In summary then we must ask what makes for a strong case? Allowing the critic to outline what evidence will be permitted and what evidence will be rejected? This places the critic in the driver’s seat as the ultimate reference point, as the final authority for what should be believed and what should be rejected. Essentially, this contradicts Paul’s argument in 1 Corinthians 1. Paul tells us that the word of the cross is foolish to the debater, the pagan philosopher, and the experts. Habermas seems to think it is right for us to remove the thing that makes the gospel foolish so that it will be more acceptable. However, the very thing that make the gospel foolish is also the thing that makes it powerful: the supernatural work of God on the heart and mind. The gospel is infused with the power of light and it enlightens all those whom God opens their eyes to see. As a result, our faith stands in the power of God, not in the sophisticated philosophical arguments or the rational evidences as a result of the cleverness of men.

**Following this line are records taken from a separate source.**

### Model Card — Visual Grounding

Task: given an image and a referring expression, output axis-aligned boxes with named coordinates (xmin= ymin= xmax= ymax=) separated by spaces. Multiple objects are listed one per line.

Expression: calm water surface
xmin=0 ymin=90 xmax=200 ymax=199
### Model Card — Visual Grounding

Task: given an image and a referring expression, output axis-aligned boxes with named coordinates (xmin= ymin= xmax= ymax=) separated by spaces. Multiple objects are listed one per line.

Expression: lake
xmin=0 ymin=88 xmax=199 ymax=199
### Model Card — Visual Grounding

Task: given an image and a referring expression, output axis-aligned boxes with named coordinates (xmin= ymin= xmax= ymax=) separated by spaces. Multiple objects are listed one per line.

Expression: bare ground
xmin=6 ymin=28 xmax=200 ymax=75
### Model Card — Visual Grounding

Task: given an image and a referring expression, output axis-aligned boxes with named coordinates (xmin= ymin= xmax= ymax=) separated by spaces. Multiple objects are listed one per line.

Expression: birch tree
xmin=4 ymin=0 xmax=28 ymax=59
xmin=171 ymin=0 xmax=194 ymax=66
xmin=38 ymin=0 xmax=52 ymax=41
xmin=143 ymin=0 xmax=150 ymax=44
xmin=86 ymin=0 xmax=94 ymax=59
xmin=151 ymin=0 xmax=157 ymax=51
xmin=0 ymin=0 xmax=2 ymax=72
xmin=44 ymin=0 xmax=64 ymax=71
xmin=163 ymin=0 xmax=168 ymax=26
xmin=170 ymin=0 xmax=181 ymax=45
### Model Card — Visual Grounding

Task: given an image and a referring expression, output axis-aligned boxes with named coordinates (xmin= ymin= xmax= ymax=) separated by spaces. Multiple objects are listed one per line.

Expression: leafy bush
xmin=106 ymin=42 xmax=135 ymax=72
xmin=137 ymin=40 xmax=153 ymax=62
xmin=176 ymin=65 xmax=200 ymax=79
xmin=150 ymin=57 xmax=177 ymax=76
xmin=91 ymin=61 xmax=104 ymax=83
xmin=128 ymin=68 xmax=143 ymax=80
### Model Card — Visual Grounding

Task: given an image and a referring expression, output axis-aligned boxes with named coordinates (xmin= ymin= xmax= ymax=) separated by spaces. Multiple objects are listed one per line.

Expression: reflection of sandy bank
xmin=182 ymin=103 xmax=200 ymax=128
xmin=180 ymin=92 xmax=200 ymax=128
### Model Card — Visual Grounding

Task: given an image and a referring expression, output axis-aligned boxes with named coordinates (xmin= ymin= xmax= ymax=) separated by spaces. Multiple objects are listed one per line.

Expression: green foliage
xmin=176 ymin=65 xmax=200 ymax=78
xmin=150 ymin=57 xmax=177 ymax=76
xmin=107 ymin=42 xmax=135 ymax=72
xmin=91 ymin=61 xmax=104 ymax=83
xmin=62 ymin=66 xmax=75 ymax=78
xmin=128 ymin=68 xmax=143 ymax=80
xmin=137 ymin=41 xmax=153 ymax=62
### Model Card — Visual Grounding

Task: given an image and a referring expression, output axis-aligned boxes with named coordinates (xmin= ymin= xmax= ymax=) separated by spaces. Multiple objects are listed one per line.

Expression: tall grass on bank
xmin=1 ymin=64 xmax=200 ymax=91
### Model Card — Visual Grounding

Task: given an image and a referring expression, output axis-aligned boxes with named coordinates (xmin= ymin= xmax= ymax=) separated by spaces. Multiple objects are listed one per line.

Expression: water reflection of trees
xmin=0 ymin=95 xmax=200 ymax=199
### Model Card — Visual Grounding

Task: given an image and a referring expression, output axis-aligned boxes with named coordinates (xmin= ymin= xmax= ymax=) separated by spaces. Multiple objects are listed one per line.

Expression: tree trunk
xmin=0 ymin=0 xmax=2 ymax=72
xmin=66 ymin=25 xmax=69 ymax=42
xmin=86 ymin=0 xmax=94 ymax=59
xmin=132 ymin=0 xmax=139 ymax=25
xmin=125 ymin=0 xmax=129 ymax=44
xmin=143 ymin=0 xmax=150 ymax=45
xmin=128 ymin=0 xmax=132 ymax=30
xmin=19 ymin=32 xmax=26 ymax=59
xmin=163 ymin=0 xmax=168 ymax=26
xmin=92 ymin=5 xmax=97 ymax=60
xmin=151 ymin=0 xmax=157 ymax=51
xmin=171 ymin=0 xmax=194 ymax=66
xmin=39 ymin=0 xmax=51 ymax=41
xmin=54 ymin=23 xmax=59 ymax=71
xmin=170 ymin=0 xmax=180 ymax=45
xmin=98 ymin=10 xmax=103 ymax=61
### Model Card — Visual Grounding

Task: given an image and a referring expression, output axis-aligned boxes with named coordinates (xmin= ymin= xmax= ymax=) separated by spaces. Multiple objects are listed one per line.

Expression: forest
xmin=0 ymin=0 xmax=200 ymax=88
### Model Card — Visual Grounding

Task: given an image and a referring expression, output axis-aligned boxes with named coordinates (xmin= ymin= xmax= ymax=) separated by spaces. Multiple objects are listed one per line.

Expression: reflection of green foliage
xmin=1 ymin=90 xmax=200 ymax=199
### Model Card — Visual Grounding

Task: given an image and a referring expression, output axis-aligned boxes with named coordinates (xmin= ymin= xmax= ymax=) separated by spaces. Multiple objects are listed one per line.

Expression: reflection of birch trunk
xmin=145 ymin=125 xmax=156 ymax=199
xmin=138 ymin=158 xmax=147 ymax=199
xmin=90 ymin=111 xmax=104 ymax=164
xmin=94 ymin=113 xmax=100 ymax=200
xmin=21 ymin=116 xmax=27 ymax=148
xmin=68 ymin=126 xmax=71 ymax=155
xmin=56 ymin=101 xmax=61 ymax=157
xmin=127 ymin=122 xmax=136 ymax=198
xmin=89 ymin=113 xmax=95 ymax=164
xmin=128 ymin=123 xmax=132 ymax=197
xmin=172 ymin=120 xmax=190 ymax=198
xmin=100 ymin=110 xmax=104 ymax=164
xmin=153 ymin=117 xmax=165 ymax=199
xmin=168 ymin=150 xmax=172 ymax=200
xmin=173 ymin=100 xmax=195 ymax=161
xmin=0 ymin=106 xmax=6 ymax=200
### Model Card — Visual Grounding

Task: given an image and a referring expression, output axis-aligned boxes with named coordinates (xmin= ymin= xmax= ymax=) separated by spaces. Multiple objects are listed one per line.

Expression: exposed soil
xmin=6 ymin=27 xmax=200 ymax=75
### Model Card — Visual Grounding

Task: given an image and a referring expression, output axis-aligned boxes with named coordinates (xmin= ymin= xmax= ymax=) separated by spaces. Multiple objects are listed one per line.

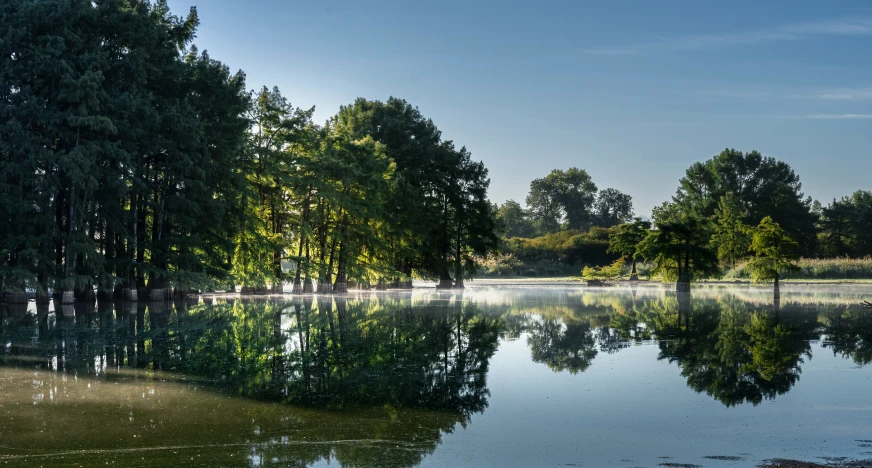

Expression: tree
xmin=819 ymin=197 xmax=854 ymax=257
xmin=495 ymin=200 xmax=535 ymax=238
xmin=334 ymin=98 xmax=498 ymax=288
xmin=593 ymin=188 xmax=633 ymax=227
xmin=849 ymin=190 xmax=872 ymax=256
xmin=747 ymin=217 xmax=800 ymax=289
xmin=818 ymin=190 xmax=872 ymax=257
xmin=638 ymin=213 xmax=720 ymax=291
xmin=711 ymin=193 xmax=752 ymax=268
xmin=607 ymin=218 xmax=651 ymax=280
xmin=0 ymin=2 xmax=498 ymax=298
xmin=447 ymin=149 xmax=499 ymax=288
xmin=0 ymin=0 xmax=250 ymax=300
xmin=673 ymin=149 xmax=817 ymax=255
xmin=232 ymin=86 xmax=315 ymax=292
xmin=526 ymin=168 xmax=598 ymax=233
xmin=526 ymin=173 xmax=563 ymax=234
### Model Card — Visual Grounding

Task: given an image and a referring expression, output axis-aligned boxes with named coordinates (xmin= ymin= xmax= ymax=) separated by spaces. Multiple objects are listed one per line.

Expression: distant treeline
xmin=491 ymin=149 xmax=872 ymax=279
xmin=0 ymin=0 xmax=497 ymax=300
xmin=484 ymin=169 xmax=630 ymax=276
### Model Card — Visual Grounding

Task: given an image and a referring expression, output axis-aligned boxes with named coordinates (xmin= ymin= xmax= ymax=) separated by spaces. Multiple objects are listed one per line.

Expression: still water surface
xmin=1 ymin=285 xmax=871 ymax=467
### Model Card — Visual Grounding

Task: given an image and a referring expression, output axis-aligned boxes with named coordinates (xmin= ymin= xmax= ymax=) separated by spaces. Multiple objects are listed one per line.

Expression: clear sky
xmin=166 ymin=0 xmax=872 ymax=218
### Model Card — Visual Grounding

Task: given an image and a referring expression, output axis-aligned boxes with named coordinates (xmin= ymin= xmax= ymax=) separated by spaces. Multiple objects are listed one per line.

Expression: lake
xmin=1 ymin=284 xmax=871 ymax=467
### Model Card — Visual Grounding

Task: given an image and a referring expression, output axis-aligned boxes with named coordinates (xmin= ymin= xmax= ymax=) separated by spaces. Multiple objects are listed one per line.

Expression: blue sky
xmin=167 ymin=0 xmax=872 ymax=217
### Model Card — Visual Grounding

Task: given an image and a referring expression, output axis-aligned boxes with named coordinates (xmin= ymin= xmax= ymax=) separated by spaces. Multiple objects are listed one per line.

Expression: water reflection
xmin=0 ymin=286 xmax=871 ymax=466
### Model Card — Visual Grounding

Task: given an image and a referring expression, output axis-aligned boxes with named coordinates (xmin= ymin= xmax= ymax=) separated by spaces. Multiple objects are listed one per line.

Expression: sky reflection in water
xmin=0 ymin=285 xmax=870 ymax=467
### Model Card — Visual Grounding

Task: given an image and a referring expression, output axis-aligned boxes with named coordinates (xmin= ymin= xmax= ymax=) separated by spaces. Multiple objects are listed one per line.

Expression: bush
xmin=503 ymin=227 xmax=620 ymax=268
xmin=475 ymin=253 xmax=523 ymax=277
xmin=581 ymin=259 xmax=628 ymax=283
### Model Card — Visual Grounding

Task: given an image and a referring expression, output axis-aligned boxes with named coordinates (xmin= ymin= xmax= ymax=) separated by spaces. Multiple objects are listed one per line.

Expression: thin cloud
xmin=689 ymin=86 xmax=872 ymax=101
xmin=585 ymin=16 xmax=872 ymax=55
xmin=806 ymin=113 xmax=872 ymax=120
xmin=698 ymin=90 xmax=772 ymax=99
xmin=816 ymin=88 xmax=872 ymax=100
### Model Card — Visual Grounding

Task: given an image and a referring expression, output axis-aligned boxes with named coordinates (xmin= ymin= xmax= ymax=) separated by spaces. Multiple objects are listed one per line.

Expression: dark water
xmin=1 ymin=285 xmax=871 ymax=467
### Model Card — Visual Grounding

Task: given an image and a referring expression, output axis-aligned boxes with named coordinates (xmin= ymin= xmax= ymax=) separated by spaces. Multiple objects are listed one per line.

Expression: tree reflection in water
xmin=651 ymin=294 xmax=818 ymax=407
xmin=0 ymin=288 xmax=870 ymax=466
xmin=527 ymin=317 xmax=597 ymax=374
xmin=0 ymin=292 xmax=504 ymax=467
xmin=518 ymin=288 xmax=861 ymax=407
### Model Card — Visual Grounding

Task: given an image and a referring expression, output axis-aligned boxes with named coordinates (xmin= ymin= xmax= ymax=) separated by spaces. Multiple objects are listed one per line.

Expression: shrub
xmin=581 ymin=259 xmax=629 ymax=283
xmin=475 ymin=253 xmax=523 ymax=277
xmin=503 ymin=227 xmax=620 ymax=267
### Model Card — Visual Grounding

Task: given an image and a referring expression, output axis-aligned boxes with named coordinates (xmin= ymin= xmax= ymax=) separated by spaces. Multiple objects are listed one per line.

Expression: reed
xmin=724 ymin=257 xmax=872 ymax=280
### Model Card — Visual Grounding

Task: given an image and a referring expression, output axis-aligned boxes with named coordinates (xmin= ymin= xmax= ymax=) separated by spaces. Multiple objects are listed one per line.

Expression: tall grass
xmin=724 ymin=257 xmax=872 ymax=280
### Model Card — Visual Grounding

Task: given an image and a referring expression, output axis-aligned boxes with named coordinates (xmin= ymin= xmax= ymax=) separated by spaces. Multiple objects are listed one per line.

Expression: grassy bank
xmin=474 ymin=257 xmax=872 ymax=283
xmin=723 ymin=257 xmax=872 ymax=281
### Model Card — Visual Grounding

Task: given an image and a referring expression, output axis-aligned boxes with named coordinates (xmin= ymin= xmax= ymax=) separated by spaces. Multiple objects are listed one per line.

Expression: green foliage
xmin=638 ymin=215 xmax=720 ymax=284
xmin=334 ymin=98 xmax=498 ymax=287
xmin=0 ymin=1 xmax=498 ymax=296
xmin=581 ymin=258 xmax=628 ymax=282
xmin=524 ymin=168 xmax=633 ymax=234
xmin=711 ymin=193 xmax=752 ymax=268
xmin=607 ymin=218 xmax=651 ymax=275
xmin=638 ymin=214 xmax=720 ymax=284
xmin=747 ymin=217 xmax=800 ymax=284
xmin=526 ymin=168 xmax=597 ymax=232
xmin=818 ymin=190 xmax=872 ymax=257
xmin=475 ymin=253 xmax=524 ymax=276
xmin=725 ymin=256 xmax=872 ymax=280
xmin=502 ymin=227 xmax=620 ymax=276
xmin=496 ymin=200 xmax=536 ymax=238
xmin=0 ymin=0 xmax=248 ymax=294
xmin=593 ymin=188 xmax=634 ymax=227
xmin=673 ymin=149 xmax=817 ymax=255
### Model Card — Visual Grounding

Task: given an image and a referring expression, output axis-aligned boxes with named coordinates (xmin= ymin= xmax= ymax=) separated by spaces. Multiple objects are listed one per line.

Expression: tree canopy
xmin=0 ymin=0 xmax=498 ymax=297
xmin=747 ymin=217 xmax=800 ymax=287
xmin=673 ymin=149 xmax=817 ymax=255
xmin=607 ymin=218 xmax=651 ymax=279
xmin=638 ymin=213 xmax=720 ymax=290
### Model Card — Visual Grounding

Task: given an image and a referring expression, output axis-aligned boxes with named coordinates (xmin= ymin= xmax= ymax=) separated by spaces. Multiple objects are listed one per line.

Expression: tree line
xmin=496 ymin=167 xmax=633 ymax=238
xmin=609 ymin=149 xmax=870 ymax=289
xmin=492 ymin=149 xmax=872 ymax=285
xmin=0 ymin=0 xmax=498 ymax=301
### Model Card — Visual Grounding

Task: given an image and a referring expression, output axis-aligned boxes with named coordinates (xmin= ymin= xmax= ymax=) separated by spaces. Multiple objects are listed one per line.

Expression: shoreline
xmin=466 ymin=277 xmax=872 ymax=286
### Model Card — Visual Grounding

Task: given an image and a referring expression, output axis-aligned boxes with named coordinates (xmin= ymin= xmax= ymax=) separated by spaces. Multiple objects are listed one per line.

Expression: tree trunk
xmin=773 ymin=272 xmax=780 ymax=304
xmin=676 ymin=251 xmax=691 ymax=293
xmin=302 ymin=238 xmax=314 ymax=294
xmin=333 ymin=241 xmax=347 ymax=293
xmin=454 ymin=230 xmax=464 ymax=289
xmin=292 ymin=188 xmax=312 ymax=294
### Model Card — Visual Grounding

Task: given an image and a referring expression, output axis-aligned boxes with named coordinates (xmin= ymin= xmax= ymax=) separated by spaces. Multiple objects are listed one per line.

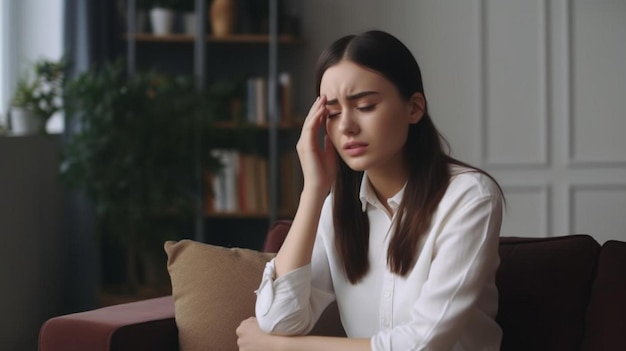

The Christian must communicate the gospel in a way that the demands of the Creator are felt rather than allowing the creature to lighten the load by serving as their own reference point for what should be believed even when it comes to “this saith the Lord.”

Cornelius Van Til wrote, “It is only to be expected that, in matters of ultimate commitment, the intended conclusion of one’s line of argumentation will also be the presuppositional standard that governs one’s matter of argumentation for that conclusion – or else the intended conclusion is not his ultimate commitment after all.

It seems to me that Habermas’ ultimate commitment is not to the inscripturated revelation of God as it is. Otherwise he would be unwilling to pretend that some of “thus says the Lord” is not really “thus says the Lord” for argument’s sake. It is never a stronger argument to throw out evidence just because it is evidence the skeptic rejects. Think about that and let it sink in. Habermas has unwittingly said that if we cut out parts of evidence derived directly from divine revelation we actually strengthen our argument. Nothing could be farther from the truth. It is God, not man, who determines what passes for evidence. We never strengthen our arguments when we pretend that some parts of God’s evidence is not actually good evidence. We only compromise the evidence and the truth it reveals when we do that. And we lesson the demands of a sovereign and holy God upon the lives of fallen, rebellious, and arrogant man. Essentially, we weaken and downgrade the thunderous message of “repent, for the kingdom of heaven is at hand.”